John Tobin, Northeastern vice president of city and community engagement, said these service projects are more examples of Northeastern students giving back to the neighborhood they live in.

“They get to know their neighbors, not just during a co-op but at night, on weekends. It’s remarkable,” Tobin said.

“I think whether you’re a Northeastern student who lives in the neighborhood or on campus, you have a responsibility to be a good neighbor,” Tobin said. “We’ve been a good partner with the city for years. The reputation of Northeastern being a positive neighbor in the city endures.”

At another service site—St. Stephen’s Youth Programs on Lenox Street at the Church of St. Augustine and St. Martin—student volunteers were helping with a variety of indoor projects like painting walls to make the space more inviting, cleaning out a room full of old items for a future game room and creating artwork to decorate the space.

St. Stephen’s Youth Programs is a Roxbury-based nonprofit that provides youth from five to 25 years old year-round academic and social and emotional support, enrichment activities, jobs for teenage participants and career coaching. 

Northeastern has been a longtime partner of St. Stephen’s, said Latasha Scott, director for middle school programming at the Lower Roxbury site.

“I love working with kids and I know how much impact you can have when they have positive environments and safe environments,” said Riley Price, a second-year Northeastern student, who signed up for the Service Day with her roommate Sophia Shaughnessy and was applying painter’s tape to a wall.

Price said she was intrigued by the organization as she herself was studying early childhood education and also wanted to see what volunteering with Northeastern’s community service and civic engagement department was like.

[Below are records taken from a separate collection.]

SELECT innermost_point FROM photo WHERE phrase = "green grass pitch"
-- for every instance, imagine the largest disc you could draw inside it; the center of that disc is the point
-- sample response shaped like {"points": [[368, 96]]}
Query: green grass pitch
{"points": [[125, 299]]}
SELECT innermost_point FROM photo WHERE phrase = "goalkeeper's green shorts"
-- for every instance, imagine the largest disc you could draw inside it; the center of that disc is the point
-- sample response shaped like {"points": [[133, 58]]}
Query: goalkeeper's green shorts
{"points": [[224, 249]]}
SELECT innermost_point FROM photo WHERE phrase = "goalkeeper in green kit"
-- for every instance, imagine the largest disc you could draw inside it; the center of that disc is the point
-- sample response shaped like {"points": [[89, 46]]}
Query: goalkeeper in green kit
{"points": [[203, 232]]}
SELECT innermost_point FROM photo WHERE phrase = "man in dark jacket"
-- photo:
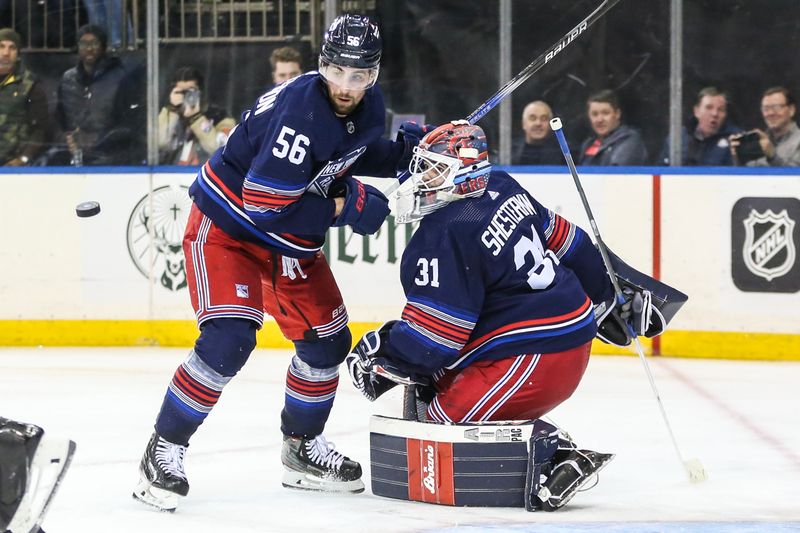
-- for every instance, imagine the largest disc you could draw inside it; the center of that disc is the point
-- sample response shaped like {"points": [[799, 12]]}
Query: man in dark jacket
{"points": [[24, 122], [612, 142], [93, 104], [539, 147], [707, 144]]}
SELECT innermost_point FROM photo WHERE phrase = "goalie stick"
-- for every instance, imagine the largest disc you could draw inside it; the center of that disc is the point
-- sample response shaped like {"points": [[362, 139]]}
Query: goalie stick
{"points": [[694, 468], [526, 73]]}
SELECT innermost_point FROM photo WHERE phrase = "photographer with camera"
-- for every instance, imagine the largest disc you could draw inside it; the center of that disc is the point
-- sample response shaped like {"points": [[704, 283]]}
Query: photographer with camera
{"points": [[190, 129], [779, 146]]}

“It has been really cool,” she said. “I’m definitely very interested in getting more involved in the service aspects of it.”

It is important to realize that one is not just a university student but a part of this community, Price said, and to get out and see what the community might need.

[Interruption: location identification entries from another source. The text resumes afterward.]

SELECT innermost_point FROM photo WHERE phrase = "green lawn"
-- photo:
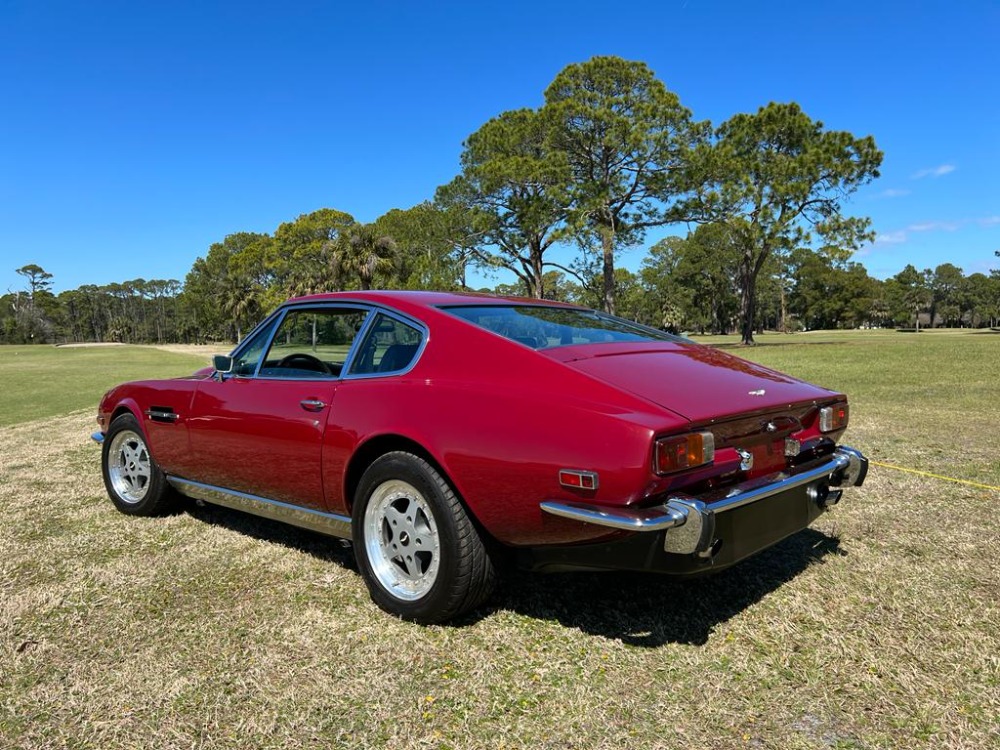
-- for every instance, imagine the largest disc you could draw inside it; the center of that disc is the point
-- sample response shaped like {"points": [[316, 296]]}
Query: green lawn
{"points": [[43, 381], [877, 628]]}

Some other students were adding inspirational quotes and drawings on square canvases with acrylic paint, like, “You may encounter many defeats, but you must not be defeated” by Maya Angelou or, “Progress, not perfection.”

“What I want to say to these middle schoolers, because that’s the target audience here, is going to school you feel a lot of times like you are not getting anywhere because you’re at that awkward stage,” said Darryna Guy-Williams, a second-year student in the College of Engineering, drawing a bright lightbulb in the middle of her canvas. “No matter what you might think, shine and be yourself.”

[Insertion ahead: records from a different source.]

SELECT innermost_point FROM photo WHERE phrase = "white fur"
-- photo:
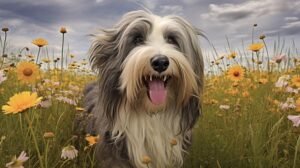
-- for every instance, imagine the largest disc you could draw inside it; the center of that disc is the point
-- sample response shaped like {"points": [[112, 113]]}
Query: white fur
{"points": [[149, 129], [150, 135]]}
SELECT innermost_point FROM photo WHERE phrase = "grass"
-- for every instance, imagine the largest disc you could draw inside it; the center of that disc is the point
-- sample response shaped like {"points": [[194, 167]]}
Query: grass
{"points": [[253, 132]]}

“I just want to say thank you, because it’s big,” Scott said. “I really hope that they understand that this is bigger than just them. It is to serve the greater good.”

She invited the volunteers to come back and spend time with the children.

Besides the Service Day, the office of community service and civic engagement offers semester- and year-long volunteering opportunities and shorter alternative breaks with community organizations that address critical social issues such as affordable housing, environmental conservation, youth education and sustainable agriculture.

This fall students will go on the alternative breaks to three places during the Veterans Day weekend: an animal sanctuary in New York, to Maine to do some food security work and to Prescott farms in New Hampshire to do some environmental work, Sullivan said.

The department is planning 10 trips both within the U.S. and abroad for the alternative spring break. 

“We’re recruiting participants for all of those right now,” Sullivan said. “In January, we will start recruiting again for our community volunteers program, which is  semester-long, weekly volunteering in Boston with a number of different sites.”